OK, we changed to that from http://www.thenation.com/article/the-cia-waterboarded-the-wr.... We'll also use the article's title (which you have to scroll down to see), which doesn't suffer from the problem users have pointed out with the Nation's title.
Good thing I clicked on it before it was changed. I have the complete opposite reaction. The Nation's page has a nice picture to set the theme and uses a wider space with a bigger font, while the TomDispatch page looks like something from 1999.
I agree that the design of the nation's site is better/more modern. However, when I landed on the site, I was able to read the first sentence before a modal subscription form popped up. I clicked the little x button in the top right of that modal, and it did a full page load redirecting me to an article about hillary clinton, and then popped the subscription modal again.
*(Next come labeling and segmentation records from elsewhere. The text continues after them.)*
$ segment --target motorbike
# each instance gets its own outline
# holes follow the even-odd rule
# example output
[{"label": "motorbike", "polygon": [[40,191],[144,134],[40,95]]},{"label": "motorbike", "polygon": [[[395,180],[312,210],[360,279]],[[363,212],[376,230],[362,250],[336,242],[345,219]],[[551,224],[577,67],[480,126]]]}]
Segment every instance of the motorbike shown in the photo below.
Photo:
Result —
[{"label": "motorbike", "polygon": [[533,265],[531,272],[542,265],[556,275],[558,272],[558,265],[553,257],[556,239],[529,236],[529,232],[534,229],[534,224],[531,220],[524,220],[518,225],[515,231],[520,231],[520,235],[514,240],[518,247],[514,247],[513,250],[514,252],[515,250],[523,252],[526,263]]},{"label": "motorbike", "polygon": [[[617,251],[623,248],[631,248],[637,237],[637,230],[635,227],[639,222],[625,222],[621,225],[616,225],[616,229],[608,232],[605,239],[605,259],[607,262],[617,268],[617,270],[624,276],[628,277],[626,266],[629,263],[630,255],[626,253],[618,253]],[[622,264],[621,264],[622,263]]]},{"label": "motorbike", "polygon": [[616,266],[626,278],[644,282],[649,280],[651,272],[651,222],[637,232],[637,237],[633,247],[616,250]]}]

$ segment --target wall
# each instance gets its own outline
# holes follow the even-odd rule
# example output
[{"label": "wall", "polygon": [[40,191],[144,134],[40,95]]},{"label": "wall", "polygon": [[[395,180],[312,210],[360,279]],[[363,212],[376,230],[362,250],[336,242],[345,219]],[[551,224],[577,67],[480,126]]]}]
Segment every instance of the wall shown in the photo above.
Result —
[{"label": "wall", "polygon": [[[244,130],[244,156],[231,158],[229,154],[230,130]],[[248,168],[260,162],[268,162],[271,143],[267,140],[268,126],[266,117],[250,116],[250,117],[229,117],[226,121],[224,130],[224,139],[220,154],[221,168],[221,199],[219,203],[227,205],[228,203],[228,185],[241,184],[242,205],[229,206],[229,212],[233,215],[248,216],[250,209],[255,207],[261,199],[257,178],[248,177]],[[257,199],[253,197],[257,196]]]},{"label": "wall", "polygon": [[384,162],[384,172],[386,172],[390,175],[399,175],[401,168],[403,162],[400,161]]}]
I clicked the x button again and it did the same fucking thing, so I gave them the email address go.fuck.yourself@gmail.com, found the article I was trying to read and noticed that it was sourced from the link I dropped above. That page loaded quickly and showed me what I wanted to see, the content.

/rant

That does sound like a bad experience indeed. I didn't get that myself, and can't seem to replicate it now in incognito either. Perhaps geo-targeting?

Pop-ups suck, and I wish my browser's pop-up blocker would also block these inline e-mail asking dialogs in every site.

I've been meaning to whip up a browser extension that streamlines the Open web inspector - find offending node on page - delete div element work flow.